Naples laughs and, after a brief conference with his wife, continues. “Then they tried to tell me it was from the tattoos, the color from the tattoos was causin’ my chloracne. On my legs? I don’t have tattoos on my legs. And then,” laughing, “I go down the hall to see this next doctor and I tell him about the headaches, the stomach cramps, and everything, and he says, and this is exactly what he said, he says, ‘Joe, the headaches are just tension. And we consider you a “breather” or a “sigher.” ’ That’s what he said I was, that was his entire diagnosis.”

“And I’m considered an air swallower,” Sutton announces with a touch of pride. “But see, it’s true that some of us have difficulty getting air into our lungs or oxygen to our blood. So the VA calls people like Joe who may need to take an extra breath now and then ‘breathers’ or ‘sighers.’ ”

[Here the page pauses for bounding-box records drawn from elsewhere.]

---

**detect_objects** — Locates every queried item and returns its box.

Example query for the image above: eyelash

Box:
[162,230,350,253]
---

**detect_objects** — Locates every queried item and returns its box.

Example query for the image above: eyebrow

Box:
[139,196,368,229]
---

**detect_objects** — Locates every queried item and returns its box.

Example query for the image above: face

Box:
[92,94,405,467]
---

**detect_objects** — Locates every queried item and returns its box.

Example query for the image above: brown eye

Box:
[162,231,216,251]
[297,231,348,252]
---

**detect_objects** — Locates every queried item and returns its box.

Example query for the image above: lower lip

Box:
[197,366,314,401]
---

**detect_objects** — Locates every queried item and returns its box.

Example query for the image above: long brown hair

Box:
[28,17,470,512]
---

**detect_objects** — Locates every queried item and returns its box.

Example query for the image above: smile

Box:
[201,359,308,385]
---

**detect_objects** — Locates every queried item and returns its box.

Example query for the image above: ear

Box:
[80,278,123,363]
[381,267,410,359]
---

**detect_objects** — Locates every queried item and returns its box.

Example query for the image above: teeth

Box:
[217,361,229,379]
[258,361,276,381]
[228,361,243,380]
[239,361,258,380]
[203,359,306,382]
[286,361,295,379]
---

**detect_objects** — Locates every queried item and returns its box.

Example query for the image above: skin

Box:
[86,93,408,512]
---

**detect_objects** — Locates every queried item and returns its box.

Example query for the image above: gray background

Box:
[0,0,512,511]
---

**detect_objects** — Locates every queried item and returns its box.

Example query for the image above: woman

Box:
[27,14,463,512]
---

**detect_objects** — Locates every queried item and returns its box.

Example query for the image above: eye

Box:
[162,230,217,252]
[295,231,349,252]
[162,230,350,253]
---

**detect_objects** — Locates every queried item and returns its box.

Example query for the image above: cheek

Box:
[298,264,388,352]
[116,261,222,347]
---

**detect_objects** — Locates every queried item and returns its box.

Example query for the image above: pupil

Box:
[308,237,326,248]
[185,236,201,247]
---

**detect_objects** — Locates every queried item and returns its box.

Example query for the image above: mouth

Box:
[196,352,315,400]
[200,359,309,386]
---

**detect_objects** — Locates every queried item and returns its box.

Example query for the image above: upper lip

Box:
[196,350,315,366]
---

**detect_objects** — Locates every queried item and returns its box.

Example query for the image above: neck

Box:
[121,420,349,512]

In the beginning, says Sutton, the VA tried to tell him that he could not have been exposed to toxic herbicides because he served with the Navy in Vietnam. “Yeah, they’ll take my service records and say, ‘But you were in the Navy, you couldn’t have been exposed.’ But look,” opening his photo album to a page of zippo monitors, “you see how close we were to the riverbank. Our flamethrowers were pressurized at two thousand pounds per square inch and could reach the length of a football field, but sometimes we were as close to the bank as we are right now from that fence,” pointing to the fence that surrounds his backyard, a distance of no more than thirty feet. “So when the wind was from the wrong direction it came right back in our face, you got it, you got the smoke. And you’ve got to remember too that when plants and wood take up the Agent Orange and it is burned, you can get more dioxin. And we
were always in and out of the water, taking baths, and even swimming in places where there was obviously run-off from the defoliated banks. We had one of those fifty-five-gallon herbicide drums on our boat too, and we cut it in half, painted it green, and used it for a shower. Now what was in that drum I wouldn’t know, and some of the guys even used those drums to store watermelons in, or for barbeques, or God knows what all.”